The first two signs were unveiled Tuesday at an intersection near the Brunswick African-American Cultural Center, where one wall is adorned with a giant mural of Arbery’s smiling face.
"That’s an honor, is all I can say," said Brenda Davis, a dock worker at Brunswick’s busy seaport who lives on Albany Street along a stretch of modest brick and cinder block homes. "He means something to everybody, though a lot of people didn’t know him."
Arbery was killed Feb. 23, 2020, after he was spotting running in the Satilla Shores subdivision not far from his mother’s house. A white father and son, Greg and Travis McMichael, grabbed guns and used a pickup truck to chase after Arbery, suspecting he was burglar. A neighbor, William "Roddie" Bryan, joined the pursuit in his own truck and recorded cellphone video of Travis McMichael shooting Arbery at close range with a shotgun.
No arrests were made for more than two months, until the graphic cellphone video leaked online and Georgia state investigators took over the case from local police. Arbery’s death reverberated far beyond Brunswick as protests erupted across the U.S. over killings of unarmed Black people such as George Floyd in Minneapolis and Breonna Taylor in Kentucky.
More than two years of criminal proceedings against Arbery’s killers concluded Monday as U.S. District Court Judge Lisa Godbey Wood sentenced the McMichaels to life and Bryan to 35 years in prison after their February convictions on federal hate crime charges. All three were already headed to state prison after being found guilty of Arbery’s murder last November.
Brunswick weathered both criminal trials without violence as his family insisted any demands for justice be carried out peacefully.
City commissioners voted in December to place Arbery’s name on a city street with a resolution proclaiming that he had become "a symbol of strength and unity within our community."
"We did this because we want to always remember what happened," Cornell Harvey, who served as Brunswick’s mayor when the street designation was adopted, said Tuesday. "You say, `Why would you want to remember such a tragedy?′ Because sometimes it takes that to make a change. I am so sorry for the family ... but history has seized us."
The crowd chanted "Long live Ahmaud Arbery!" as his mother and father tugged on opposite ends of a blue covering to reveal the new street sign bearing their son’s name underneath.
Wanda Cooper-Jones, Arbery’s mother, said that although she still mourns his death, she also takes pride in what’s been accomplished in its wake. Georgia adopted a hate crimes law imposing additional penalties for crimes motivated by a victim’s race, religion, sexual orientation or other factors. And state lawmakers gutted an 1863 state law authorizing private citizens to make arrests, which Arbery’s pursuers had sought to use to justify the deadly chase.
"I look at the change Ahmaud has brought since his passing," Cooper-Jones told the dozens gathered for the street dedication.

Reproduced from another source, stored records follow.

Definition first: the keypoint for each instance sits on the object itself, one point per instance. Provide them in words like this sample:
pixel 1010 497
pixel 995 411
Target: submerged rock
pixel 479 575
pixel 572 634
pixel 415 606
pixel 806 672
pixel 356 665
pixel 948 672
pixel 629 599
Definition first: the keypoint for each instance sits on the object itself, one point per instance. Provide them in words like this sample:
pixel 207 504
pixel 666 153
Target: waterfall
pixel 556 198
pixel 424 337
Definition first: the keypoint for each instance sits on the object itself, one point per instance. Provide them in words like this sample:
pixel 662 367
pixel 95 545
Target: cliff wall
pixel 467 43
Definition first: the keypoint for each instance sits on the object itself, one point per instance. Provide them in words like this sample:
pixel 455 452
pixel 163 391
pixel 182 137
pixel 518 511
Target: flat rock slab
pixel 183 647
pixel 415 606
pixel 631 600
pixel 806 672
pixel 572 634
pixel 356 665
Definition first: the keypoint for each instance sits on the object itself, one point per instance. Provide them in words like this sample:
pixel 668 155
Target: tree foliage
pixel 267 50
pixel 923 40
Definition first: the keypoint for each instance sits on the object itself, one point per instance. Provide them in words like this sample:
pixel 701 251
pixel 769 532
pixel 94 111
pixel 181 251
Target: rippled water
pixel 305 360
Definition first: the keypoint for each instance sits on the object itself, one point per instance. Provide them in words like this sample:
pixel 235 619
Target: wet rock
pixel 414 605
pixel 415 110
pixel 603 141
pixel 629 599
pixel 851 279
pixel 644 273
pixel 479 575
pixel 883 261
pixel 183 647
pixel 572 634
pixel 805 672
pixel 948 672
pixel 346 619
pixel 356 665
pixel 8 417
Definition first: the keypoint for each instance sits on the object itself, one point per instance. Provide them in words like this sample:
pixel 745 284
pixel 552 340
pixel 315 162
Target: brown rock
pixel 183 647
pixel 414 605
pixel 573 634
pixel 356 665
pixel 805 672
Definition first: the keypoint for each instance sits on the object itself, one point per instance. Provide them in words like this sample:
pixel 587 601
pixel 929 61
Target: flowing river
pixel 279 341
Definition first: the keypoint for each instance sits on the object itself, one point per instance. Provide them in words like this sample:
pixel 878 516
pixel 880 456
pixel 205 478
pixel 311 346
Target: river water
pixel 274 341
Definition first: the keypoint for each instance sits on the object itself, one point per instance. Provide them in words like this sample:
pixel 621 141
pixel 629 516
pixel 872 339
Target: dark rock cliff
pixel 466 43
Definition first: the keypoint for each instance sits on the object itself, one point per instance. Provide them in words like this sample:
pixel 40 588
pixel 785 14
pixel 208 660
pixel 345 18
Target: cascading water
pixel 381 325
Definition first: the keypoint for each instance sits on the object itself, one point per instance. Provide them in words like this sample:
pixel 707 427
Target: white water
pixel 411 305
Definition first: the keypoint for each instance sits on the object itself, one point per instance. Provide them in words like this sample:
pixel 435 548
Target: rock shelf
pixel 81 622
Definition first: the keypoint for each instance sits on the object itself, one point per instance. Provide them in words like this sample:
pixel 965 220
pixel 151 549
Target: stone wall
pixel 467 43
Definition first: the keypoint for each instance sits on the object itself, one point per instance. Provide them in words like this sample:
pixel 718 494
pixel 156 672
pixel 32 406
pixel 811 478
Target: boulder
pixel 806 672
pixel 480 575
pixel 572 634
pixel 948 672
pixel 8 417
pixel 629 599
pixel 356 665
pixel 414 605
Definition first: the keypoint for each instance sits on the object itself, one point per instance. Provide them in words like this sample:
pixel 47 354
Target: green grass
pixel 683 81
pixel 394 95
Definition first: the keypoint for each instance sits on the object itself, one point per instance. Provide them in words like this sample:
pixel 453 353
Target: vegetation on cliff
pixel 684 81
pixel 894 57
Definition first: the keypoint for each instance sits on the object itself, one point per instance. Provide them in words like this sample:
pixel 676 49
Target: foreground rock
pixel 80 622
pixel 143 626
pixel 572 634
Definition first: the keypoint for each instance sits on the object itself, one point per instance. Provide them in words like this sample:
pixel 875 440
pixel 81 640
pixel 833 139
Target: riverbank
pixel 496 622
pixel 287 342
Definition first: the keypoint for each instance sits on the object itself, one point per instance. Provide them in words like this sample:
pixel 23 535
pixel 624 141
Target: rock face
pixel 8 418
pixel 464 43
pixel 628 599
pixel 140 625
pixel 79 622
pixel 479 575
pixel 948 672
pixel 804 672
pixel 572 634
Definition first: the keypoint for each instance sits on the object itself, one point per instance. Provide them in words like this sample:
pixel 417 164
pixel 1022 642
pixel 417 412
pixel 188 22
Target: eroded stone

"My only prayer is you guys will not forget his name," she said, breaking down in tears. "Please promise me you guys will always say his name."

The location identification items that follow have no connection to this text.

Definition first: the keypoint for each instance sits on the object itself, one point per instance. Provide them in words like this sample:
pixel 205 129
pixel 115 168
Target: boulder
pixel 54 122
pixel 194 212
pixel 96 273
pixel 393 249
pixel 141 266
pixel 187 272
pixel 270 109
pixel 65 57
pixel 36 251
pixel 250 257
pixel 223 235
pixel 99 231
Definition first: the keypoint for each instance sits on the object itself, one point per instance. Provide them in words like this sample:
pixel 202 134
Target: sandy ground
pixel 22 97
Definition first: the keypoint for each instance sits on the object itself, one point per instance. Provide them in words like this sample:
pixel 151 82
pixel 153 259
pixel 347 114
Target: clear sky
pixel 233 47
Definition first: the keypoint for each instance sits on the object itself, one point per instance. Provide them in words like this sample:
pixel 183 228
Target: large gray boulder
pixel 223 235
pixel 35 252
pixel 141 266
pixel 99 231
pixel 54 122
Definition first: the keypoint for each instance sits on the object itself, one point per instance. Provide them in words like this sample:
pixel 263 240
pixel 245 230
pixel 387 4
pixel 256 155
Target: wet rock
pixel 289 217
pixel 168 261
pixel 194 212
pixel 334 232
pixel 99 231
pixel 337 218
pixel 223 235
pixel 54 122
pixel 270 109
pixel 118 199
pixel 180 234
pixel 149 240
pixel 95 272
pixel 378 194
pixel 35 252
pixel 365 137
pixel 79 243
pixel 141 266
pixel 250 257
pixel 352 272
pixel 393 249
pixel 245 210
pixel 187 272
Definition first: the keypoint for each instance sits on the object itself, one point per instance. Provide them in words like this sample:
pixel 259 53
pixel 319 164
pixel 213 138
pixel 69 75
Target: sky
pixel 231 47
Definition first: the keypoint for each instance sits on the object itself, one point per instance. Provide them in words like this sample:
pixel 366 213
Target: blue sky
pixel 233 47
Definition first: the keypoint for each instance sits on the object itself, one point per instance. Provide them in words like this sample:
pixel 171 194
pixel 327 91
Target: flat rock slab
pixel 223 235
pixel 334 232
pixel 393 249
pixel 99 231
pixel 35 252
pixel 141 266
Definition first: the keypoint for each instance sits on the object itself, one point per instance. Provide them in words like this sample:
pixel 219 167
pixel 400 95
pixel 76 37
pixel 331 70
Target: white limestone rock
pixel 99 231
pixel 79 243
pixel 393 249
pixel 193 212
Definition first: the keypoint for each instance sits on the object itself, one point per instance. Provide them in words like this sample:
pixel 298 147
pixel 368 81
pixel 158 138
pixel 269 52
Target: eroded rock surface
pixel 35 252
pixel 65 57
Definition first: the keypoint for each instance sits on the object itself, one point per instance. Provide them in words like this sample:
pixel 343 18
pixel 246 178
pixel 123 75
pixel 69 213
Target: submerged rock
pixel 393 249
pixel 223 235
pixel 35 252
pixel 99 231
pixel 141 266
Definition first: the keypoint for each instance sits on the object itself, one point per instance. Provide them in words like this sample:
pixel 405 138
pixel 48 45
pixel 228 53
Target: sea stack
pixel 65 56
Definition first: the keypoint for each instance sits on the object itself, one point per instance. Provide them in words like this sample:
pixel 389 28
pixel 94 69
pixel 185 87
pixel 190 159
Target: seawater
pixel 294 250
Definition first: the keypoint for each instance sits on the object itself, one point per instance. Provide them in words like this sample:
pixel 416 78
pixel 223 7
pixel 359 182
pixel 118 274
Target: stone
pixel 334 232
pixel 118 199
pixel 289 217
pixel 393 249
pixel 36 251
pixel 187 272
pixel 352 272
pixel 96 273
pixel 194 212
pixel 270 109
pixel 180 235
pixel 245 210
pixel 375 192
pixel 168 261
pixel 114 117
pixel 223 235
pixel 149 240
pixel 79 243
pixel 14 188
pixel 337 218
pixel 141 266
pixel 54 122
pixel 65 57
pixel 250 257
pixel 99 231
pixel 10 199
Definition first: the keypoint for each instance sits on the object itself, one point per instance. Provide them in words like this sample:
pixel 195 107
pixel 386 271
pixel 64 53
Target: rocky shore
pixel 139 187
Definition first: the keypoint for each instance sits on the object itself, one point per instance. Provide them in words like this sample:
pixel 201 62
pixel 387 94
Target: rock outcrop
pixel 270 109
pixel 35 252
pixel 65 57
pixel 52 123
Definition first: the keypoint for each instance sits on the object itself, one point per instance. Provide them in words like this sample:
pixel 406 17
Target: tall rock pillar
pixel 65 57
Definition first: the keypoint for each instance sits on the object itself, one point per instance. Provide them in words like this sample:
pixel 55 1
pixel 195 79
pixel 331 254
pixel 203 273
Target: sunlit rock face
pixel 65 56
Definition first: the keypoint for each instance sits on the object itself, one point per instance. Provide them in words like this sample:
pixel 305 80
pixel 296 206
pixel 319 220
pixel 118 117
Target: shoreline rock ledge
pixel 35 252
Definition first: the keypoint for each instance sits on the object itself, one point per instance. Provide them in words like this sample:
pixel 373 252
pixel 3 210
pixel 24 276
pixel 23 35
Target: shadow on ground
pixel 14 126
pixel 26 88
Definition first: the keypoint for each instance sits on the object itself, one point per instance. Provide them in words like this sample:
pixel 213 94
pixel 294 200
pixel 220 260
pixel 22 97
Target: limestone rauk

For Arbery’s family, the court battles aren’t over. The McMichaels and Bryan have appealed their murder convictions, and almost surely will appeal the hate crimes verdicts as well.

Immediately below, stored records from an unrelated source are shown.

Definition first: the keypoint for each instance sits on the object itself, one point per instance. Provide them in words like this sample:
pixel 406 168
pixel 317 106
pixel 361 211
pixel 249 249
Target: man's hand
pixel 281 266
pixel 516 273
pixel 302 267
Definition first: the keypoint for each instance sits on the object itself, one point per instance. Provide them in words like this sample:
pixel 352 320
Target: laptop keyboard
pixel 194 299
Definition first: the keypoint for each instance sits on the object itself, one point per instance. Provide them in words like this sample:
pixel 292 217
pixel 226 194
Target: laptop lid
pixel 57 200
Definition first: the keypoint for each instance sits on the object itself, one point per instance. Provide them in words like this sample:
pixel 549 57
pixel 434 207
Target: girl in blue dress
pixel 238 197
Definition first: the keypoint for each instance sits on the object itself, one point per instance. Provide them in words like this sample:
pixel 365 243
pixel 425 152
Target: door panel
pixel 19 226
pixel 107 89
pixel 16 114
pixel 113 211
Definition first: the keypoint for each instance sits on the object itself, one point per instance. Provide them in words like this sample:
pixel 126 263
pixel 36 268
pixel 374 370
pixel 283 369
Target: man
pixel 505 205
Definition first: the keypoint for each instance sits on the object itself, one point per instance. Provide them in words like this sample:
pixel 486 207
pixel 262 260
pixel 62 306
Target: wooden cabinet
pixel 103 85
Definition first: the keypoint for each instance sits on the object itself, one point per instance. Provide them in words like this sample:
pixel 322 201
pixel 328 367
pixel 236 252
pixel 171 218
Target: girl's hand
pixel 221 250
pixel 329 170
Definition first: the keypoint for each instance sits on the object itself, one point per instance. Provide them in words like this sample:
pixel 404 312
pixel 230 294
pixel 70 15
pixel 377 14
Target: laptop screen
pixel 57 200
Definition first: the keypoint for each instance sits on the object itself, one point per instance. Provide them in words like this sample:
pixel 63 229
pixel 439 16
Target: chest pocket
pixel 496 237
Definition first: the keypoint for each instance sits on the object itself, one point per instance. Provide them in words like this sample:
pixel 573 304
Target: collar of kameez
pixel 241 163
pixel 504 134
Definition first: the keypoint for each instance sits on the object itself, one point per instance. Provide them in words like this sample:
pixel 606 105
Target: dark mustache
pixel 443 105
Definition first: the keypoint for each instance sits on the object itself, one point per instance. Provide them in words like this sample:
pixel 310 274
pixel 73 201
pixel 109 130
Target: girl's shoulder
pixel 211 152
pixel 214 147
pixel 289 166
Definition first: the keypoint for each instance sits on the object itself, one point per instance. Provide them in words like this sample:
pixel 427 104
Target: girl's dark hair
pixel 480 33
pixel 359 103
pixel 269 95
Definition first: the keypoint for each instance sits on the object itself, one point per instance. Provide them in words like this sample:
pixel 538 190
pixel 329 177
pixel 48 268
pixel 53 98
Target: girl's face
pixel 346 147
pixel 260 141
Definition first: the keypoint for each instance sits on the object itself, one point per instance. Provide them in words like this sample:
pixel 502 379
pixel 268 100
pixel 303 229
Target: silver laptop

Meanwhile, Jackie Johnson, the local district attorney at the time of the killing, has been indicted on state misconduct charges alleging she used her position to protect the McMichaels. Greg McMichael was a retired investigator who worked in Johnson’s office, and prosecutors say they exchanged several phone calls in the weeks after the shooting. Johnson was voted out of office in the fall of 2020. She has denied wrongdoing.
Still, some in Brunswick are hoping for a respite now that sentences have been imposed in both cases against Arbery’s killers.
"There’s a sigh of relief now that justice is served," said the Rev. Abra Lattany Reed, a Brunswick native and Methodist minister who attended the street sign dedication Tuesday.
She added: "It would be a fair assessment to say we’re tired of the spotlight. This isn’t the kind of spotlight you want on your community."